Однако так скоро и просто протекал процесс сравнительно редко. Чаще дело шло гораздо сложнее; впрочем, оно часто бывало сложнее и при «ложном оказывании». Мы позволим себе подробно изложить одно дело начала 1729 года, в котором с большой наглядностью проступает роль министров Верховного тайного совета. Дело началось с присланного Адмиралтейств-коллегией «доношения» о том, что «свечник Михайло Волков… сказал… в Санкт-Петербурге за собой государево слово, касающееся к первому пункту»; первый расспрос был сделан Волкову Степановым, который «спрашивал, чтоб он объявил подлинно, что донос имеет и за кем слово знает сущею правдою…». Далее следуют показания Волкова, в которых он оговаривает нескольких человек, которые немедленно указом Совета были вытребованы. Затем «января 31 дня перед собранием Верховного Тайного Совета колодник… Волков спрашивай, подлинно ли он утверждает на своем расспросе… на что он ответствовал, что он те слова слышал» (слова, о которых он донес). Затем идет ряд очных ставок, потом опять допросы отдельных лиц, обвиняемых и свидетелей — и все в присутствии самих господ министров. В результате вереницы следственных дейтвий «рассуждено его Волкова пытать из подлинных речей». И в тот же день «января 31 числа при присутствии господ министров государственного канцлера и кавалера Гав. Ив. Головкина[117]

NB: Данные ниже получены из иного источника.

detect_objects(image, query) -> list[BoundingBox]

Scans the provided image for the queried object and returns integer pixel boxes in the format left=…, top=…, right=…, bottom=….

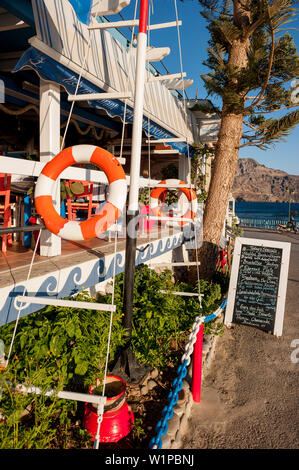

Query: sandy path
left=183, top=230, right=299, bottom=449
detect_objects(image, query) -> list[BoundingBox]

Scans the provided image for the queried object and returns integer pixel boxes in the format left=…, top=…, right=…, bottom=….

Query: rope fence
left=149, top=299, right=227, bottom=449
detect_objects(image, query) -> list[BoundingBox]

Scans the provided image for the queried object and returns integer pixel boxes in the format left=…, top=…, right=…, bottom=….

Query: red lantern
left=83, top=375, right=134, bottom=443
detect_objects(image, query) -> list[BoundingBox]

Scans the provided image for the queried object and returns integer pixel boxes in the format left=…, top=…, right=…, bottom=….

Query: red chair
left=64, top=180, right=99, bottom=220
left=0, top=173, right=12, bottom=253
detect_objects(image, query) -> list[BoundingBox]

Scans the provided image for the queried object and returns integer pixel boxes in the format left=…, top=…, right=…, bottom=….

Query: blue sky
left=116, top=0, right=299, bottom=174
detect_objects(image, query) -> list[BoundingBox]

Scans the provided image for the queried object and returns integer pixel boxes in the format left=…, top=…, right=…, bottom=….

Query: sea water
left=235, top=202, right=299, bottom=229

да т.д. сов. кн. Долгорукова вышеозначенный доноситель Волков привожен в застенок и спрашивай… а на виске говорил паки…» (идет изложение его показаний). Отчет об этом допросе кончается записью: «Было ему 32 удара». Но в результате никаких точных данных добыть не удалось, и когда на допросе 3 февраля Волков опять путается в показаниях, то «того ж февраля 3 дня сего 1729 году в присутствии господ министров… Головкина да… Долгорукова вышеозначенный же Волков привожен в другой ряд в застенок и расспрашивал, подлинно ли утверждается; было ему двенадцать ударов».